What to take away: predictability versus freedom
For consumers, the practical question is often not whether no-gap or known-gap is “good” or “bad”, but what is being traded off.
No gap can offer the strongest protection against out-of-pocket costs for a participating doctor’s fees, but may limit you to a preferred network and can break down if other clinicians involved in your care are not participating.
Known gap can provide upfront clarity and a cap on what you pay, and may include more doctors than no-gap schemes, but the costs can still be significant—especially when several specialists bill separately.
Neither option automatically covers everything: hospital charges and prostheses may still involve gaps depending on your plan, and outpatient consultations in private rooms are not covered by private insurers.

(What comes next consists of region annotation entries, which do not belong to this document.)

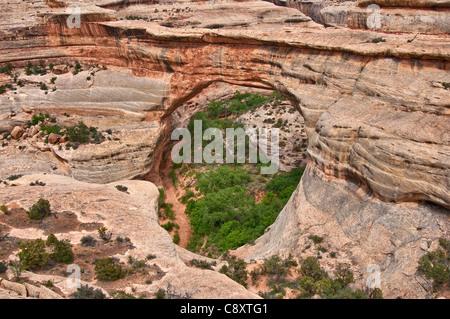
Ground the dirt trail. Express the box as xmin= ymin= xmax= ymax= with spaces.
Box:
xmin=160 ymin=161 xmax=192 ymax=248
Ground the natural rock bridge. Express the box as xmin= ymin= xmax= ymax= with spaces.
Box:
xmin=0 ymin=2 xmax=450 ymax=296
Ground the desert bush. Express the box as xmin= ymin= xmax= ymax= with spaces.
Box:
xmin=70 ymin=285 xmax=106 ymax=299
xmin=27 ymin=198 xmax=51 ymax=220
xmin=0 ymin=205 xmax=8 ymax=215
xmin=94 ymin=257 xmax=125 ymax=281
xmin=45 ymin=234 xmax=58 ymax=246
xmin=334 ymin=264 xmax=355 ymax=287
xmin=189 ymin=258 xmax=217 ymax=270
xmin=417 ymin=248 xmax=450 ymax=290
xmin=181 ymin=189 xmax=195 ymax=204
xmin=116 ymin=185 xmax=128 ymax=193
xmin=172 ymin=230 xmax=180 ymax=245
xmin=161 ymin=222 xmax=176 ymax=232
xmin=155 ymin=288 xmax=166 ymax=299
xmin=80 ymin=235 xmax=97 ymax=247
xmin=219 ymin=256 xmax=248 ymax=287
xmin=50 ymin=239 xmax=74 ymax=264
xmin=18 ymin=239 xmax=50 ymax=270
xmin=111 ymin=290 xmax=136 ymax=299
xmin=97 ymin=226 xmax=112 ymax=241
xmin=0 ymin=261 xmax=8 ymax=274
xmin=261 ymin=255 xmax=297 ymax=281
xmin=300 ymin=256 xmax=328 ymax=281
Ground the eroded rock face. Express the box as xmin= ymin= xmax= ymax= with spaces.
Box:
xmin=273 ymin=0 xmax=449 ymax=34
xmin=0 ymin=174 xmax=259 ymax=299
xmin=0 ymin=1 xmax=450 ymax=297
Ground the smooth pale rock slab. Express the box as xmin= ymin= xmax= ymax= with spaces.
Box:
xmin=0 ymin=279 xmax=27 ymax=297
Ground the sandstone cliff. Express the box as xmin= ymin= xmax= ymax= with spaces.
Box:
xmin=0 ymin=1 xmax=450 ymax=298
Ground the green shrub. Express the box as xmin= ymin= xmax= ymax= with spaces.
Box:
xmin=50 ymin=239 xmax=74 ymax=264
xmin=128 ymin=255 xmax=147 ymax=268
xmin=0 ymin=205 xmax=8 ymax=215
xmin=27 ymin=198 xmax=51 ymax=220
xmin=161 ymin=222 xmax=176 ymax=232
xmin=6 ymin=174 xmax=22 ymax=181
xmin=369 ymin=288 xmax=383 ymax=299
xmin=439 ymin=238 xmax=450 ymax=250
xmin=0 ymin=261 xmax=8 ymax=274
xmin=173 ymin=231 xmax=180 ymax=245
xmin=66 ymin=121 xmax=105 ymax=144
xmin=80 ymin=235 xmax=97 ymax=247
xmin=116 ymin=185 xmax=128 ymax=193
xmin=417 ymin=248 xmax=450 ymax=290
xmin=41 ymin=125 xmax=61 ymax=134
xmin=261 ymin=255 xmax=297 ymax=281
xmin=155 ymin=288 xmax=166 ymax=299
xmin=219 ymin=256 xmax=248 ymax=287
xmin=97 ymin=226 xmax=112 ymax=241
xmin=300 ymin=256 xmax=328 ymax=281
xmin=309 ymin=235 xmax=323 ymax=244
xmin=45 ymin=234 xmax=58 ymax=246
xmin=18 ymin=239 xmax=50 ymax=270
xmin=334 ymin=264 xmax=355 ymax=287
xmin=158 ymin=188 xmax=165 ymax=207
xmin=70 ymin=285 xmax=106 ymax=299
xmin=111 ymin=290 xmax=136 ymax=299
xmin=94 ymin=257 xmax=125 ymax=281
xmin=189 ymin=258 xmax=217 ymax=270
xmin=39 ymin=82 xmax=48 ymax=91
xmin=371 ymin=37 xmax=386 ymax=43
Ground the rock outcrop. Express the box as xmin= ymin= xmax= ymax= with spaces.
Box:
xmin=273 ymin=0 xmax=450 ymax=34
xmin=0 ymin=174 xmax=258 ymax=299
xmin=0 ymin=1 xmax=450 ymax=298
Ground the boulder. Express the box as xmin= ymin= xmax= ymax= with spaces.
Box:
xmin=48 ymin=133 xmax=61 ymax=144
xmin=1 ymin=280 xmax=27 ymax=297
xmin=24 ymin=283 xmax=41 ymax=298
xmin=39 ymin=286 xmax=64 ymax=299
xmin=29 ymin=126 xmax=39 ymax=136
xmin=11 ymin=126 xmax=23 ymax=140
xmin=52 ymin=64 xmax=69 ymax=75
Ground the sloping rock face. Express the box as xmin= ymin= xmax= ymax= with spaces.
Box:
xmin=274 ymin=0 xmax=450 ymax=34
xmin=0 ymin=174 xmax=258 ymax=299
xmin=0 ymin=1 xmax=450 ymax=298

Why this is ultimately a policy problem, not just a product feature
No-gap and known-gap schemes are best seen as private-sector responses to a deeper issue: high and unpredictable out-of-pocket costs driven in part by unregulated specialist fees and the way schedule fees and rebates operate.
A policy approach proposed in the debate is for government to set a fair Medicare schedule fee, update it annually, and tie rebates to specialists who charge at or near that fee. Under that approach, specialists who charge well above the schedule fee would not receive the same taxpayer subsidy (Medicare rebate) as those who charge more reasonably.
This kind of change is aimed at the root cause of large gaps. By contrast, no-gap and known-gap arrangements can be useful tools for reducing out-of-pocket costs and limiting surprises, but they function more like workarounds than a complete solution to the affordability problem.
Bottom line
“No gap” and “known gap” can make private hospital care more predictable and, in some cases, cheaper for patients—particularly when treatment is planned and the relevant clinicians participate in the insurer’s scheme. The catch is that these arrangements can influence which doctors are financially practical to see, and they do not eliminate other sources of out-of-pocket spending, especially outpatient consultations that insurers cannot cover.
For Australians weighing up private health insurance during a cost-of-living squeeze, the most important step is understanding what the “gap” label applies to, where it stops, and how quickly costs can accumulate when multiple clinicians and services are involved.